Ost-Friesland
Der Begriff Ost-Friesland dient im regionalen Sprach- und Schriftgebrauch zur Unterscheidung der historischen Landschaft Ostfriesland von der weiter gefassten Nordsee-Küstenregion zwischen Dollart und Jadebusen. Außerhalb der Region wird dieses Gebiet in der Regel einfach mit „Ostfriesland“ identifiziert, was aber nicht den historischen Gegebenheiten und dem Selbstverständnis der Bewohner entspricht. Die eher „künstliche“ Schreibweise Ost-Friesland ist jedoch selbst in der Region nicht sehr verbreitet, meist wird der Begriff „ostfriesische Halbinsel“ verwendet.
Gebiet
Während Ostfriesland das Gebiet der ehemaligen Grafschaft Ostfriesland bezeichnet, das heute in etwa die Landkreise Leer, Aurich und Wittmund sowie die Stadt Emden umfasst, schließt Ost-Friesland in der Regel zusätzlich die anderen traditionell friesischen Gebiete der Halbinsel mit ein: die Stadt Wilhelmshaven und den oldenburgischen Landkreis Friesland (Jeverland und Friesische Wehde). Offiziellen Charakter bekam diese Schreibweise mit der Errichtung der Regionalen Strukturkonferenz Ost-Friesland im Jahr 1991, die eine räumliche Erweiterung der Vorgängerinstitution namens Ostfrieslandkonferenz darstellte.[1]

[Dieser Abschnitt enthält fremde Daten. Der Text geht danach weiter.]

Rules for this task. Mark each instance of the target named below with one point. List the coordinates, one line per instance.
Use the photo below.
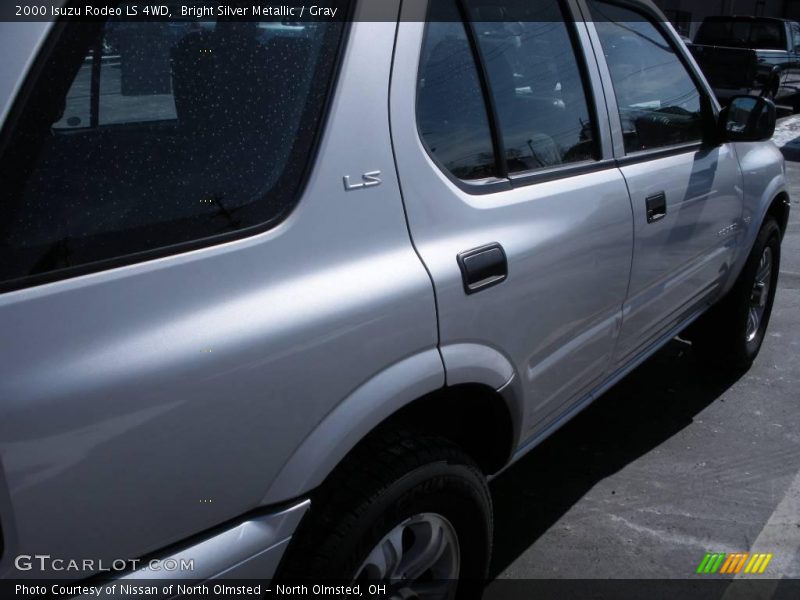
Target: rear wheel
(731, 333)
(408, 511)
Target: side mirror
(747, 119)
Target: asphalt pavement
(674, 462)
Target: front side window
(536, 84)
(142, 135)
(451, 114)
(659, 103)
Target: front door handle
(656, 207)
(483, 267)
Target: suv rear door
(686, 194)
(510, 155)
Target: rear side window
(535, 82)
(659, 102)
(138, 136)
(734, 32)
(451, 114)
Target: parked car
(286, 319)
(749, 55)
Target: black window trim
(508, 181)
(19, 109)
(709, 112)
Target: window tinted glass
(451, 114)
(143, 135)
(535, 82)
(659, 103)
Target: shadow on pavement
(649, 406)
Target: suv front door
(511, 155)
(686, 194)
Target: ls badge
(370, 179)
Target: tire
(729, 334)
(388, 482)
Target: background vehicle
(237, 336)
(749, 55)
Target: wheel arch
(479, 417)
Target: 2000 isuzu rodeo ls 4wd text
(280, 297)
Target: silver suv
(277, 299)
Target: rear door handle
(483, 267)
(656, 207)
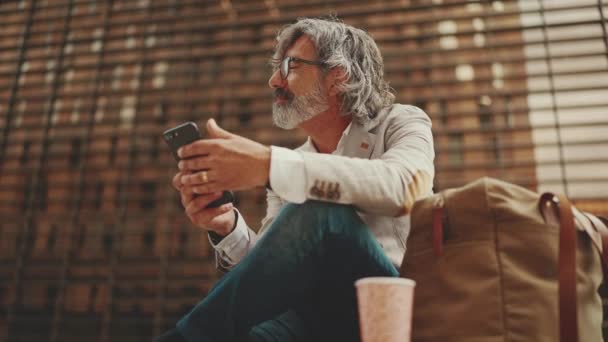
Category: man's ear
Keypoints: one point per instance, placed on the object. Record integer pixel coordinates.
(336, 78)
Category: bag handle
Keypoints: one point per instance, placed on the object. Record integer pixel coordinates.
(556, 209)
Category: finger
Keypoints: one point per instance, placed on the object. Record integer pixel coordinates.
(198, 148)
(204, 216)
(195, 163)
(199, 178)
(186, 196)
(201, 202)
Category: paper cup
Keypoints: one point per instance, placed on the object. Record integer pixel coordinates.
(385, 308)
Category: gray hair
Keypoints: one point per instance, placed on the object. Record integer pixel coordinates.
(365, 91)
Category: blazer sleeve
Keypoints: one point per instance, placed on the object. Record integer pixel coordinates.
(387, 185)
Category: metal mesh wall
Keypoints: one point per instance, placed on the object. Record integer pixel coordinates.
(95, 245)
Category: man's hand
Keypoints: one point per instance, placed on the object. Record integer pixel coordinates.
(219, 220)
(228, 161)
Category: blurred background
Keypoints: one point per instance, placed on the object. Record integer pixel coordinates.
(94, 245)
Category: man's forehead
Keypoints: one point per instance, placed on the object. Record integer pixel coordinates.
(303, 47)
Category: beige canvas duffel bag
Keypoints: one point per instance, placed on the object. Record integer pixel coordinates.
(493, 261)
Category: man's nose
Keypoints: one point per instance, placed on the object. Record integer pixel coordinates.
(276, 81)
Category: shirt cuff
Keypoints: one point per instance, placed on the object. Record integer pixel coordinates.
(287, 174)
(234, 245)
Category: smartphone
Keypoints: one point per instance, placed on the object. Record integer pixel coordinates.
(185, 134)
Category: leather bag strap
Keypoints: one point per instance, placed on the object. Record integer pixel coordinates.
(556, 209)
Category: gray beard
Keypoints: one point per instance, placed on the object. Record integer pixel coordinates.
(301, 108)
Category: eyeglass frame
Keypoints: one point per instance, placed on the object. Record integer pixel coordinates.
(285, 64)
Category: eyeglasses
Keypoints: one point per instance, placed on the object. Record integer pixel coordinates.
(284, 66)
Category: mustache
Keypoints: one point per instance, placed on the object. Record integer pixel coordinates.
(284, 93)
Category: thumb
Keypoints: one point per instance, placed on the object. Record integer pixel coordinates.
(216, 131)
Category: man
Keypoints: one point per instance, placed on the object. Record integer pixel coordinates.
(337, 206)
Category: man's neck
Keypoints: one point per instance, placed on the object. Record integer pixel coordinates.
(325, 130)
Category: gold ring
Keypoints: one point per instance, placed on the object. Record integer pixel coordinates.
(204, 177)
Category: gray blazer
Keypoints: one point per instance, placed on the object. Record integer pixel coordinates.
(383, 167)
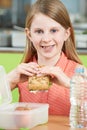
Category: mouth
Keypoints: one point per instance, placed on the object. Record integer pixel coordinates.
(47, 47)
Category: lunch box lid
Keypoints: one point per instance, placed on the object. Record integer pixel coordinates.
(5, 91)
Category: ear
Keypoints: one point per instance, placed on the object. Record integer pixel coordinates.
(67, 33)
(27, 33)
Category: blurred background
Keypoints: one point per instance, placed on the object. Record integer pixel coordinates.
(12, 37)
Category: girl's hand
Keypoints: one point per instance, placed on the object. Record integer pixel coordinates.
(58, 76)
(21, 73)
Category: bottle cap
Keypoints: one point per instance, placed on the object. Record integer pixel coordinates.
(79, 70)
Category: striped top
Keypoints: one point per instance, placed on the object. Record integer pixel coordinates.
(57, 96)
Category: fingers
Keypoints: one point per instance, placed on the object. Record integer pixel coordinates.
(28, 69)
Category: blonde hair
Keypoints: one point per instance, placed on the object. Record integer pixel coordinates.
(57, 11)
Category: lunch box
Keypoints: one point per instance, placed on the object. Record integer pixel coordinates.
(13, 118)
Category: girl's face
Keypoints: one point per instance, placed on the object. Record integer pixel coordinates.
(47, 36)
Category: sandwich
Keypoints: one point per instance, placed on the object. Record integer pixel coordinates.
(39, 83)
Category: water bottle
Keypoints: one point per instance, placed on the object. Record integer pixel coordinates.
(78, 99)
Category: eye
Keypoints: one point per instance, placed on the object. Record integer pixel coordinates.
(39, 31)
(54, 30)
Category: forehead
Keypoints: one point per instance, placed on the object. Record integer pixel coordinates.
(41, 20)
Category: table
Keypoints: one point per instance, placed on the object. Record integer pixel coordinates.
(56, 123)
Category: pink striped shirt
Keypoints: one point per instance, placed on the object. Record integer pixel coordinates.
(57, 96)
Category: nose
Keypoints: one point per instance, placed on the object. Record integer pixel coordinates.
(46, 37)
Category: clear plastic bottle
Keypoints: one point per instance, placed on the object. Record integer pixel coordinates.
(78, 99)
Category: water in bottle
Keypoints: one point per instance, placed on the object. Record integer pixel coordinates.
(78, 99)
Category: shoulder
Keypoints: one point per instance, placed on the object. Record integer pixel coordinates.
(82, 66)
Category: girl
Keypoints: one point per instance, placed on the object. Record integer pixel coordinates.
(51, 44)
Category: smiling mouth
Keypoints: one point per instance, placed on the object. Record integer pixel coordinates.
(47, 46)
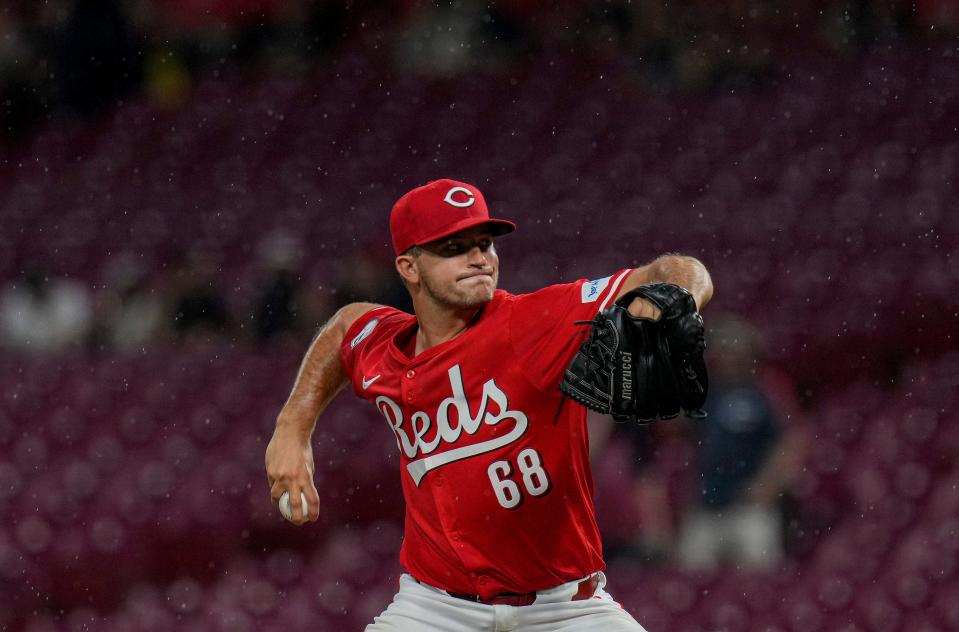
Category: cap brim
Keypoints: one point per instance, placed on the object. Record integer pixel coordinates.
(497, 227)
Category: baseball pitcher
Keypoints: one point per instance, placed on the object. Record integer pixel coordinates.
(500, 532)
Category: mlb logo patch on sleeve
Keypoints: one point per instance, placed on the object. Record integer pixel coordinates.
(592, 289)
(364, 333)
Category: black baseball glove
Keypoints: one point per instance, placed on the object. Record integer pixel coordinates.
(637, 369)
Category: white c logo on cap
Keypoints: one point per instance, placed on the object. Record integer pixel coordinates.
(469, 194)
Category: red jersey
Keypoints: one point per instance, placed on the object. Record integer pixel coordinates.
(494, 460)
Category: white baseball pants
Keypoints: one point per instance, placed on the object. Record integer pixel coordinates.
(420, 608)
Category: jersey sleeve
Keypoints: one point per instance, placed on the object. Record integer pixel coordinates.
(542, 326)
(365, 331)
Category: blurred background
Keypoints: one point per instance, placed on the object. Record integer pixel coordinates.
(188, 188)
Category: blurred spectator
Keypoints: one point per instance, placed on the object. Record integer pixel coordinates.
(363, 279)
(281, 305)
(653, 541)
(44, 314)
(100, 56)
(199, 306)
(747, 456)
(131, 311)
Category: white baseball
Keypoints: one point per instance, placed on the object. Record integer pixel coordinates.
(285, 508)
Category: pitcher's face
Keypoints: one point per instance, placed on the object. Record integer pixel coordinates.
(460, 271)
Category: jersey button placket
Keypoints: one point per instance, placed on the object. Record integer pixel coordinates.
(408, 387)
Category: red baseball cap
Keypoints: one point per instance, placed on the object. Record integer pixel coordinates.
(438, 209)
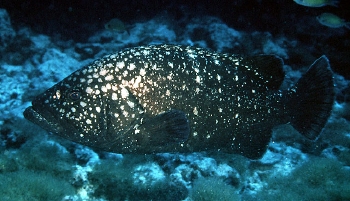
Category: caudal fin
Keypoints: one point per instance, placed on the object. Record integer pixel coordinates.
(312, 98)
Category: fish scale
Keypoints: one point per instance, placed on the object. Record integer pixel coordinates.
(168, 98)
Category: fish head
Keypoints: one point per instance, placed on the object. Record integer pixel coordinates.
(85, 107)
(60, 108)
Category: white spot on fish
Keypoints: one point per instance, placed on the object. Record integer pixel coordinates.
(195, 111)
(124, 92)
(88, 90)
(114, 96)
(142, 72)
(83, 104)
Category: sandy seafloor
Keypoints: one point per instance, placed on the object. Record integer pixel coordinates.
(35, 165)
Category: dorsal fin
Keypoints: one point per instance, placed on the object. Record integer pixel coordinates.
(266, 70)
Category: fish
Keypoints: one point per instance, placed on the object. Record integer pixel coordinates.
(317, 3)
(183, 99)
(332, 21)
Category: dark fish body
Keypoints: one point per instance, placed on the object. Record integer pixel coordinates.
(182, 99)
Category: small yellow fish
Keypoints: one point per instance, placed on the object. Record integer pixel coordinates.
(332, 21)
(116, 24)
(317, 3)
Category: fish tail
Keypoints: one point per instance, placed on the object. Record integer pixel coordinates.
(311, 99)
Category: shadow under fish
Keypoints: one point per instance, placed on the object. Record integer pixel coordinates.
(168, 98)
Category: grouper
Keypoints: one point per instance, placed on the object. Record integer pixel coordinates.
(168, 98)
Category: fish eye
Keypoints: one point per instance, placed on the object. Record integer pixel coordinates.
(74, 95)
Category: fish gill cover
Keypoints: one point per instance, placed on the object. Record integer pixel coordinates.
(39, 49)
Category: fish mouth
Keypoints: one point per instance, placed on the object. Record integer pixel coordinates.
(43, 119)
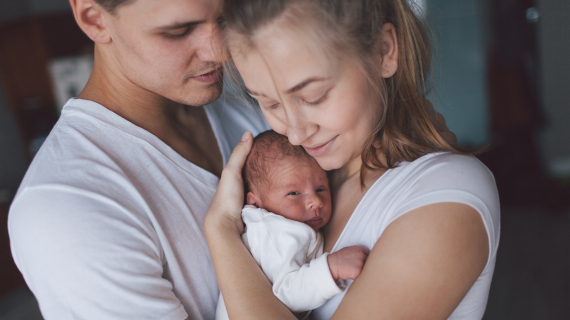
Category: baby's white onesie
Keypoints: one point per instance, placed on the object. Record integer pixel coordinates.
(290, 253)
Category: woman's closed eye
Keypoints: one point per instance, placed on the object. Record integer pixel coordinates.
(178, 33)
(319, 100)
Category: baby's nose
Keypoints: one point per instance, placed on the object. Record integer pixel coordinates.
(314, 203)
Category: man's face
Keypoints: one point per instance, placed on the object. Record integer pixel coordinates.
(169, 47)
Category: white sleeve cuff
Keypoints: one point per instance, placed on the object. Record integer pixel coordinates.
(323, 278)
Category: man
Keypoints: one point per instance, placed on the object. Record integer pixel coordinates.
(107, 223)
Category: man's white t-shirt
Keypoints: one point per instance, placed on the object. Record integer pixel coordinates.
(434, 178)
(108, 221)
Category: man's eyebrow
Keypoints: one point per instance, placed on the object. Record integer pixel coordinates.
(179, 25)
(304, 84)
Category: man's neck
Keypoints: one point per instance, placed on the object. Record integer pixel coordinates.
(185, 129)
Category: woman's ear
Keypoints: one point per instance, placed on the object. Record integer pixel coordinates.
(90, 17)
(253, 200)
(389, 51)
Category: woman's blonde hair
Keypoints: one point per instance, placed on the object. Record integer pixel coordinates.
(405, 129)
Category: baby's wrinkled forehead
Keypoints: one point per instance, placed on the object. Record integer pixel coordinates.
(270, 152)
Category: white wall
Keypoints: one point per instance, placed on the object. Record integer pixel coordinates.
(554, 48)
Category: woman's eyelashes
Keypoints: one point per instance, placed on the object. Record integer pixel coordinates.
(178, 33)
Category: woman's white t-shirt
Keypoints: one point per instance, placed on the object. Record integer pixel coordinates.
(434, 178)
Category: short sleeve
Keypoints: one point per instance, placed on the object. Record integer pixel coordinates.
(85, 256)
(460, 179)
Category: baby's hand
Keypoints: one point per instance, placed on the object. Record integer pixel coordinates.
(347, 263)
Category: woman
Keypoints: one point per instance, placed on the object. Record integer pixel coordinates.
(345, 79)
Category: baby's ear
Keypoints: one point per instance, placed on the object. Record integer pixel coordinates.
(253, 200)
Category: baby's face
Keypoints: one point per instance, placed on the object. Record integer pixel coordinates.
(299, 190)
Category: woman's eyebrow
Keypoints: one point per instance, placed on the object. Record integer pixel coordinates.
(253, 93)
(178, 25)
(305, 83)
(292, 90)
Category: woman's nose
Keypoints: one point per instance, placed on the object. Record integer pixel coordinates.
(299, 127)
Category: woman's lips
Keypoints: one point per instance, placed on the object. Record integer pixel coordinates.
(209, 77)
(320, 150)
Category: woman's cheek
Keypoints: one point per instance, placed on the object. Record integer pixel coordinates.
(275, 124)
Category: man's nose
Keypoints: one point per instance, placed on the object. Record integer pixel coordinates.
(210, 47)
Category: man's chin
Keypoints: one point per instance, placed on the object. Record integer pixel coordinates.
(200, 96)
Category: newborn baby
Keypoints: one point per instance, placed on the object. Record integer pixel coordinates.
(288, 201)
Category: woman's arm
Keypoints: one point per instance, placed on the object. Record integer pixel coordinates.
(247, 292)
(422, 266)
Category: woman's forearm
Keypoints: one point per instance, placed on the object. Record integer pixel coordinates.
(247, 292)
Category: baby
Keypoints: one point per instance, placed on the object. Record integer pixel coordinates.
(288, 201)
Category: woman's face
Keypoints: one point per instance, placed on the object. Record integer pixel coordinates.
(323, 104)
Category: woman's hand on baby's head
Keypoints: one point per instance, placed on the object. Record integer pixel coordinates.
(228, 201)
(347, 263)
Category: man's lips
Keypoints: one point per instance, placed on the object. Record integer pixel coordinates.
(209, 77)
(320, 150)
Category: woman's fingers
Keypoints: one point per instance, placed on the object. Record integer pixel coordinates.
(239, 155)
(228, 200)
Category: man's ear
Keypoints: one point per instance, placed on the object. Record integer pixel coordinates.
(389, 51)
(90, 17)
(253, 200)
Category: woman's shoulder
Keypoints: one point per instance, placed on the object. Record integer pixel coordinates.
(446, 170)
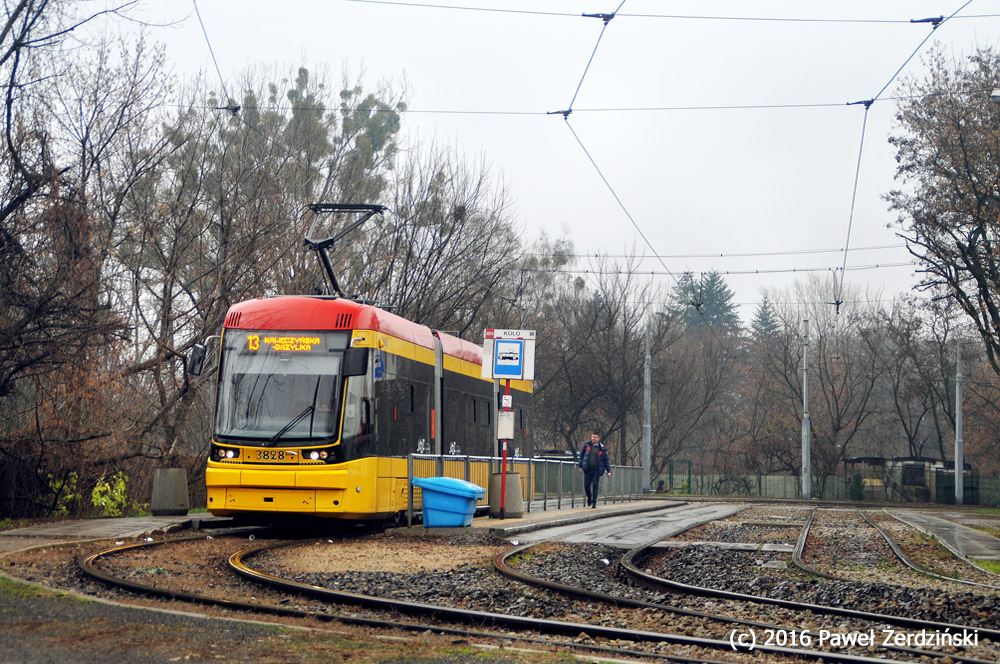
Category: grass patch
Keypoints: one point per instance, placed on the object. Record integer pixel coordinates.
(10, 588)
(11, 524)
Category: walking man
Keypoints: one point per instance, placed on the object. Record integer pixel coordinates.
(594, 462)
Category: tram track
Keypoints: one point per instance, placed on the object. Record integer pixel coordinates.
(438, 613)
(656, 626)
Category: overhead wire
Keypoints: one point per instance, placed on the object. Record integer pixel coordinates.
(606, 18)
(749, 254)
(935, 24)
(691, 17)
(211, 52)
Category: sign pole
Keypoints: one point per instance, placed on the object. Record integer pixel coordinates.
(507, 355)
(503, 462)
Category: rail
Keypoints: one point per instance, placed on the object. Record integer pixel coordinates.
(546, 483)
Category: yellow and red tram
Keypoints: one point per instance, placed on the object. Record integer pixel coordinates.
(321, 399)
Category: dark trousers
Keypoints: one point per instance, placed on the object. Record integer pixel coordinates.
(591, 480)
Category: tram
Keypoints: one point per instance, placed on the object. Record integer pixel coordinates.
(321, 400)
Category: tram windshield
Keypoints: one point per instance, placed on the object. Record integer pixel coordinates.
(279, 387)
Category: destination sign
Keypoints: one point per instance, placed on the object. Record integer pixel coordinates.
(287, 344)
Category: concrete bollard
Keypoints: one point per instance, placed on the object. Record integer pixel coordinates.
(513, 500)
(169, 492)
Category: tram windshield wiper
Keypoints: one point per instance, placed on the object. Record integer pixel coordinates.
(288, 427)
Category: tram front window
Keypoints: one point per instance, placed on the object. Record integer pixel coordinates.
(279, 388)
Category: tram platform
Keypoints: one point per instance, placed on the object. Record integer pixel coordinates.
(129, 528)
(962, 540)
(538, 518)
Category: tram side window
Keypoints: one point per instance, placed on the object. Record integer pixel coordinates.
(357, 408)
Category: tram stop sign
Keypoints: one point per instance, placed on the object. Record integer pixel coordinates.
(509, 354)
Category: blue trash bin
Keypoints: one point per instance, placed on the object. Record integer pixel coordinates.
(448, 502)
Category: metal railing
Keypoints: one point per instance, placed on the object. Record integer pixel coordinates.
(545, 483)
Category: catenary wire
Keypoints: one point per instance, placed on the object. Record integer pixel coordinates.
(935, 24)
(751, 254)
(211, 51)
(691, 17)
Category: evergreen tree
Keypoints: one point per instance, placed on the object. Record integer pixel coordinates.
(765, 320)
(705, 301)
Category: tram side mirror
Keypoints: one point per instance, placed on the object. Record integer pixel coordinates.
(196, 361)
(355, 362)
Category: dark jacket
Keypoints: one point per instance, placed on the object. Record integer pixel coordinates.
(601, 450)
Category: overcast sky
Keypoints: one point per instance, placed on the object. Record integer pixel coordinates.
(695, 178)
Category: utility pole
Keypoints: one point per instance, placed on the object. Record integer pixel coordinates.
(959, 452)
(806, 471)
(647, 420)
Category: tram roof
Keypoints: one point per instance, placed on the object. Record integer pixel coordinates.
(310, 312)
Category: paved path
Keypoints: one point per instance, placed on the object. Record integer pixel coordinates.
(963, 540)
(123, 528)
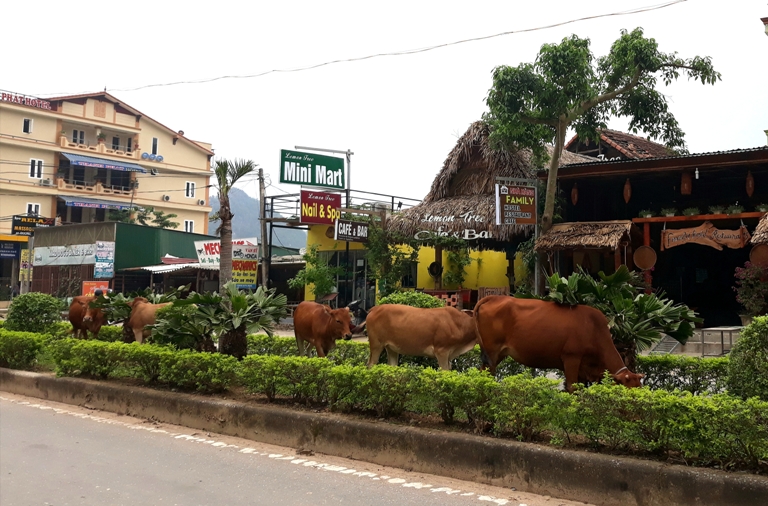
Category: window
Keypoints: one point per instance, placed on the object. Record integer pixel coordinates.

Seltener wird dieser Definition von Ost-Friesland auch das Saterland hinzugerechnet. Vereinzelt ist auch die Praxis anzutreffen, jeweils die drei Gebiete „Landkreis Friesland, Wilhelmshaven, Saterland“ oder „Landkreis Wittmund, Landkreis Friesland, Wilhelmshaven“ allein als Ost-Friesland zu bezeichnen. Dies wird aber meist als nicht korrekt empfunden.
In seiner weitesten Definition werden mit dem Begriff Ost-Friesland schließlich alle historischen friesischen Gebiete im Land Niedersachsen umschrieben (also zusätzlich den oben genannten Gebieten auch noch das ehemalige Rüstringen (u. a. Butjadingen), das Land Wursten und manchmal auch noch weitere). Organisationen aus jenen Landstrichen bilden im Interfriesischen Rat die „Sektion Ost“.
Wenn im Sprachgebrauch hervorgehoben werden soll, dass man von „Ost-Friesland“ und nicht von „Ostfriesland“ spricht, dann wird das „Ost“ betont, da normalerweise die Betonung auf „fries“ liegt.
Selbstbezeichnung und Abgrenzung
Nach landläufiger Meinung[2] wird der Begriff Ostfriesland rein geographisch verwendet und umfasst bereits auch den Landkreis Friesland sowie die Stadt Wilhelmshaven. Dies ist jedoch aus „beiderseitiger“ Sicht nicht korrekt. Die Bewohner Ostfrieslands (ohne Bindestrich, also Landkreise Aurich, Leer und Wittmund sowie Stadt Emden) sind die einzigen, die sich uneingeschränkt als Ostfriesen bezeichnen. Im Landkreis Friesland und Wilhelmshaven hingegen wird diese Selbstbezeichnung kaum bis gar nicht benutzt. Wenn sich die Einwohner der beiden Kommunen nicht als Friesländer (seltener: Friesen) oder Wilhelmshavener bezeichnen, dann liegt der Schwerpunkt auf der Betonung des Oldenburgischen.
Den Namen Friesland verdankt der gleichnamige Landkreis seiner Lage im nördlichen Oldenburger Land – also im friesischen Teil Oldenburgs. Dadurch kommt es zu der für Auswärtige oftmals verwirrenden Tatsache, dass sich der Landkreis Friesland östlich von Ostfriesland befindet.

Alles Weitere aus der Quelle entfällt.